Posted tagged ‘Longest Day’

“Every man’s memory is his private literature.”

June 6, 2011

Yesterday all was well and today looks like a great day. The sun is so bright it’s almost blinding. I have an errands, but I’m putting them off until later so I can loll on the deck with a cold drink and my newest book, The Jefferson Key. My irrigation guy came by this morning and turned on the lawn system and my outside shower. My landscaper, who lives next door, was with him, and I asked him to have a few things done in my yard. The last of my flowers are waiting for planting, weeds in the front need to go to their heavenly rewards and the backyard has to be weed-whacked. Tomorrow, he said.

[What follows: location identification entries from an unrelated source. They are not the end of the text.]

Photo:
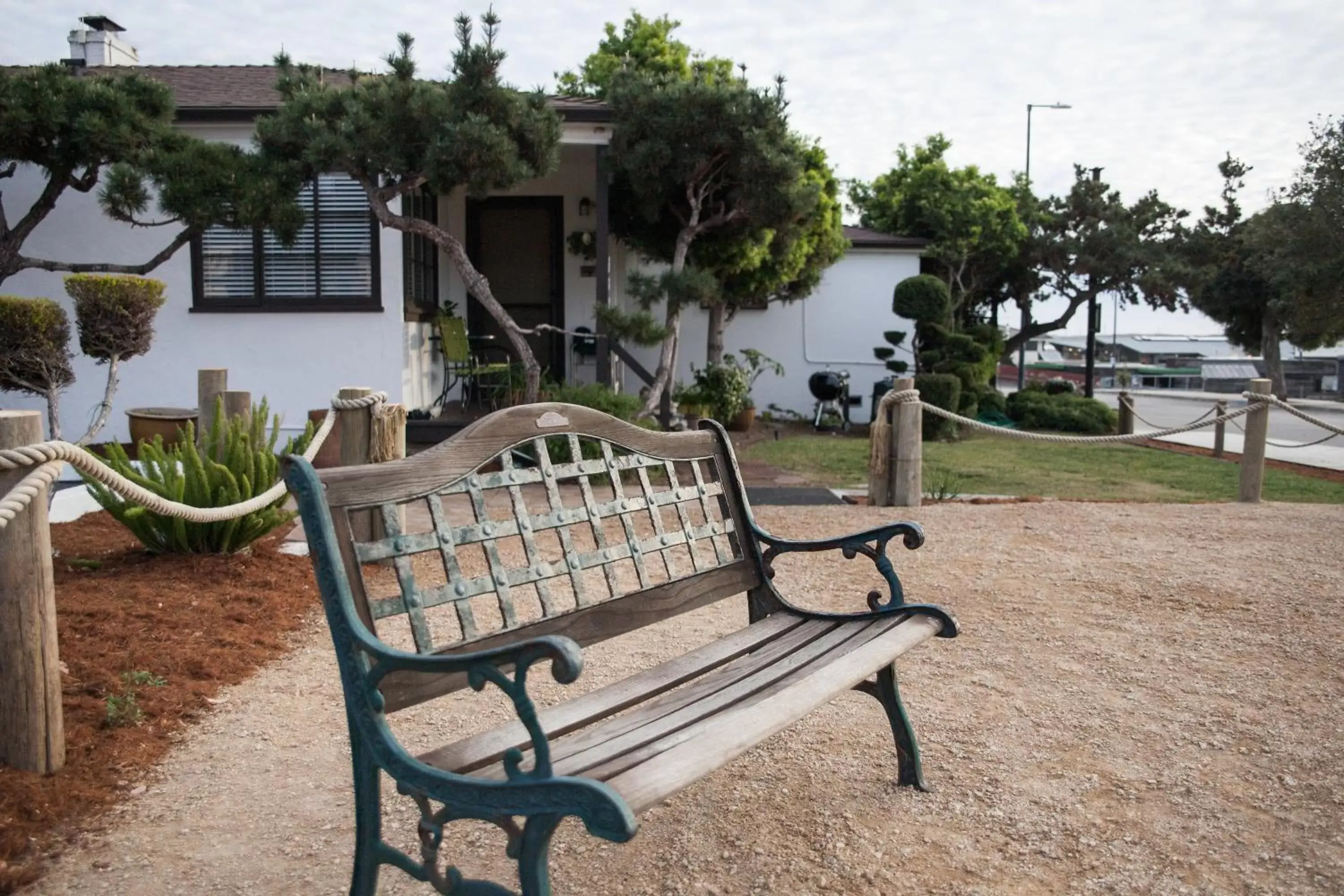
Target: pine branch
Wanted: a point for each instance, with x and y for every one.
(108, 268)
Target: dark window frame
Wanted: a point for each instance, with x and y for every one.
(260, 303)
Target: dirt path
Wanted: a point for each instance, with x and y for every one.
(1146, 699)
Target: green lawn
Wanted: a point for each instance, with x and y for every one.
(990, 465)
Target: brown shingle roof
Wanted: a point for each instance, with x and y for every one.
(865, 238)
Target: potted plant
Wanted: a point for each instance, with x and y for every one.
(753, 365)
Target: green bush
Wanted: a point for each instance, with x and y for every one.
(116, 315)
(921, 299)
(940, 390)
(992, 401)
(1060, 386)
(34, 346)
(725, 390)
(1061, 413)
(237, 462)
(600, 398)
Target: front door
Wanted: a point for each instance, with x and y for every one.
(517, 244)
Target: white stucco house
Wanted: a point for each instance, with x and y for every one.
(349, 306)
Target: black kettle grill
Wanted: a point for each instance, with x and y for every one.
(831, 390)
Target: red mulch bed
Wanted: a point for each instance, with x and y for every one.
(198, 622)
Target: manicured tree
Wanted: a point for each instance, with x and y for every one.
(397, 135)
(693, 158)
(116, 319)
(924, 300)
(35, 353)
(780, 264)
(971, 221)
(1093, 244)
(116, 129)
(643, 45)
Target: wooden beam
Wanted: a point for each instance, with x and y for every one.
(31, 726)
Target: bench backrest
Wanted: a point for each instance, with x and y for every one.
(541, 519)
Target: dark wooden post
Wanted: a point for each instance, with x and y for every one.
(1219, 429)
(1127, 413)
(1253, 449)
(31, 726)
(355, 433)
(211, 383)
(908, 439)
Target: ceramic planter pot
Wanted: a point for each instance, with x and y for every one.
(148, 422)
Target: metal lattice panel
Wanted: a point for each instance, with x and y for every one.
(596, 513)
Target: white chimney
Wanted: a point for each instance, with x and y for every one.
(99, 45)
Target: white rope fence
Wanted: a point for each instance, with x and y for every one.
(881, 432)
(49, 458)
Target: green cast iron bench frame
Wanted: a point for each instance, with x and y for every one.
(621, 749)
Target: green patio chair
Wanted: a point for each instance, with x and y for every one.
(479, 379)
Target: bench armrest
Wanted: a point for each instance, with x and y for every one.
(491, 665)
(873, 544)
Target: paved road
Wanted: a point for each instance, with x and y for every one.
(1162, 413)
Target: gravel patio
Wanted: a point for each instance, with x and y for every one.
(1144, 699)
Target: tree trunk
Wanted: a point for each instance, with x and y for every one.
(53, 417)
(714, 345)
(105, 408)
(667, 358)
(476, 283)
(1271, 338)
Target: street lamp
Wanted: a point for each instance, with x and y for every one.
(1026, 302)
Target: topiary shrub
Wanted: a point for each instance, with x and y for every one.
(921, 299)
(35, 351)
(940, 390)
(116, 315)
(1061, 413)
(238, 462)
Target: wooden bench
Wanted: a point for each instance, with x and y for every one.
(543, 528)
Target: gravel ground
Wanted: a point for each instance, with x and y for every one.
(1144, 699)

Today is D-Day. My mother once had a D-Day party and put up maps of the landing sites, played WWII music and had The Longest Day playing on the VCR. My dad used to tell us about when he was in the hospital in England during the invasion, and the wounded never seemed to stop coming. They told him our troops were getting slaughtered by heavy resistance. Most of the soldiers were pessimistic about our chances to defeat Germany. That, of course, was at the beginning. We visited a few sites on one of our trips to Europe. The Ardennes was the spookiest with its ground fog and its silence. In the woods were tank traps looking like dragon’s teeth. We passed signs for Malmedy, and my dad told us about the massacre of American prisoners of war by the “bloody Germans” as he called them. All the sites we saw and visited were new to my dad as well. He had been a sailor whose ship had been sunk by the Germans in the North Atlantic. We followed signs along the same route the Americans had taken as the army made its way inland; we visited WW II museums and stayed in Bastogne. It was a remarkable trip.

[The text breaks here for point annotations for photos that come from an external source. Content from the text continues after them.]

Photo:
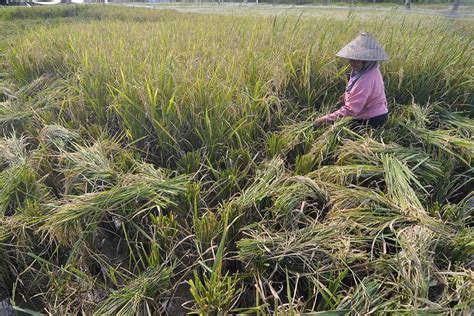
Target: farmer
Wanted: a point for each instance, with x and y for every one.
(364, 98)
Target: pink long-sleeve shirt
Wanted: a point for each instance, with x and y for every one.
(365, 100)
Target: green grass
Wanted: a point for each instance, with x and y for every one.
(157, 161)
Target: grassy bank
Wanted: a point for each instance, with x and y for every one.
(158, 161)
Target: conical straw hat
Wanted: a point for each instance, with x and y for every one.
(363, 47)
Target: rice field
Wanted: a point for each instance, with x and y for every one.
(161, 162)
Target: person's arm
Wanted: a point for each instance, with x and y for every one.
(354, 102)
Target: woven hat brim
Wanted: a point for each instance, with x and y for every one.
(363, 54)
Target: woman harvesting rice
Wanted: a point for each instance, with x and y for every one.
(364, 98)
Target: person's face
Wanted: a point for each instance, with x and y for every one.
(356, 65)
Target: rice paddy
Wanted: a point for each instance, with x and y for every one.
(158, 162)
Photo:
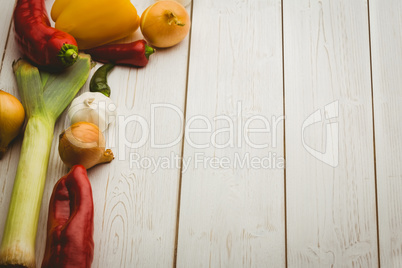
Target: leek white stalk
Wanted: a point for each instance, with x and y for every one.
(93, 107)
(44, 97)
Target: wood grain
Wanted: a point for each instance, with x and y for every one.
(386, 41)
(233, 215)
(331, 210)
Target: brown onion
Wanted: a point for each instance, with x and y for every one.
(165, 24)
(83, 144)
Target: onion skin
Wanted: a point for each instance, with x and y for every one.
(165, 24)
(83, 144)
(12, 116)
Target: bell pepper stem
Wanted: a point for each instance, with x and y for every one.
(68, 54)
(149, 51)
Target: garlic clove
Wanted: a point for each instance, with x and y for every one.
(93, 107)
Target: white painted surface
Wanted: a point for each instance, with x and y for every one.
(250, 216)
(233, 216)
(386, 41)
(331, 212)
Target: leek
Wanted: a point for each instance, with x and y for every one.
(44, 97)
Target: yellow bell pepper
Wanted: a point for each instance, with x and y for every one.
(95, 22)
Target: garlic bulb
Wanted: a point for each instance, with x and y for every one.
(93, 107)
(83, 144)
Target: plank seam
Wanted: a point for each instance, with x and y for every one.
(182, 145)
(374, 144)
(284, 135)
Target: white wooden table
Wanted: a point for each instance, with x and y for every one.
(257, 82)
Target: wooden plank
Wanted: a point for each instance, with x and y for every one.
(386, 41)
(233, 215)
(331, 210)
(135, 207)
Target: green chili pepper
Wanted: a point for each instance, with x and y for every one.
(99, 80)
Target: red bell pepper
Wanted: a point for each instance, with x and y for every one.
(44, 45)
(134, 54)
(70, 225)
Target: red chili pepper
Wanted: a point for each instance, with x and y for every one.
(38, 41)
(132, 54)
(70, 225)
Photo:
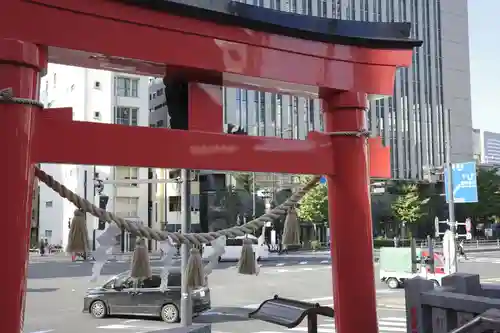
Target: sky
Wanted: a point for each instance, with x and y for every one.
(484, 37)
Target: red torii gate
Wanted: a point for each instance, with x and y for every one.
(107, 34)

Memories of events grow dim and finally disappear over time. Each new generation loses something as the previous generations age and finally disappear. I grew up hearing all my mother’s favorite songs including her World War II favorites. I know all the words to them. My niece and nephews don’t know them, no reason why they should. The songs aren’t played any more. I remember all my dad’s World War II stories, and they have been passed down, but I suspect they’ll end with the generation behind me. They have no connections the way we did.

I am a child of the 50’s and 60’s, and I have so many memories of growing up then, memories of the things I did and what I believed. They are still vivid to me but only to me. Soon enough, they too will fade and finally disappear, and the next generation will fill the void with their own memories.